What is the average quantity bought by the customer 14769?

In [7]:
from pyspark.sql.functions import col, avg

In [8]:
df.where(df.CustomerID == "14769").agg(avg(col("Quantity"))).collect()[0][0]

6.769652650822669

**Exercise 2.2**

What is the most occurring word in the items bought by the customers from France?

In [9]:
from pyspark.sql.functions import explode, split, concat, lit, desc

In [10]:
words = df.where(df.Country == "France").select("Description").select(explode(split(col("Description"), " ")).alias("word"))

words_count = words.groupby(words.word).count().orderBy(col("count").desc())

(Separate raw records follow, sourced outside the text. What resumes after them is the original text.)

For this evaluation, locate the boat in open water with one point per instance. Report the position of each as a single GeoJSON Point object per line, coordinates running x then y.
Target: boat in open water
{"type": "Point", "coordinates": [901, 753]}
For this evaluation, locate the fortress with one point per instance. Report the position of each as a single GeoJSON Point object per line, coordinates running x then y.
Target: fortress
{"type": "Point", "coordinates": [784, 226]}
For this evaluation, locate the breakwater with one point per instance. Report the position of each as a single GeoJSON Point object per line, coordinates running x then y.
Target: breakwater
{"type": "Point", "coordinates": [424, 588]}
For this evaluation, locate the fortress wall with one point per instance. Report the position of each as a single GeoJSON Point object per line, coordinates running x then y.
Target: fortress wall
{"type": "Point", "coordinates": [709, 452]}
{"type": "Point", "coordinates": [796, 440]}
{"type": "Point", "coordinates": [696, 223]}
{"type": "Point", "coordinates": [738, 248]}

words_count.collect()[1][0]

'RED'

### Exercise 3

In [11]:
data_rdd = spark.sparkContext.textFile("../data/employee_info.csv")

**Exercise 3.1**

How many police officers are there at the POLICE department?

In [12]:
def filter_fun(x):
    return True if "POLICE OFFICER" in x else False

In [13]:
data_rdd.filter(filter_fun).count()

10639

**Exercise 3.2**

Who is the lieutenant with the highest salary at the FIRE department?

In [14]:
import re

from operator import add

In [15]:
def filter_fun(x):
    return True if "FIRE" in x and re.search(r"\b,LIEUTENANT,\b", x) is not None else False

def map_fun(x):
    values = x.split(",")
    
    return (float(values[-2]), values[1] + " " + values[0])

In [16]:
fire_lieutenant_rdd = data_rdd.filter(filter_fun)

fire_lieutenant_rdd.map(map_fun).sortByKey(ascending=False).take(1) 

[(114846.0, 'TIM P EDWARDS')]

In [17]:
# Stop the spark context
spark.stop()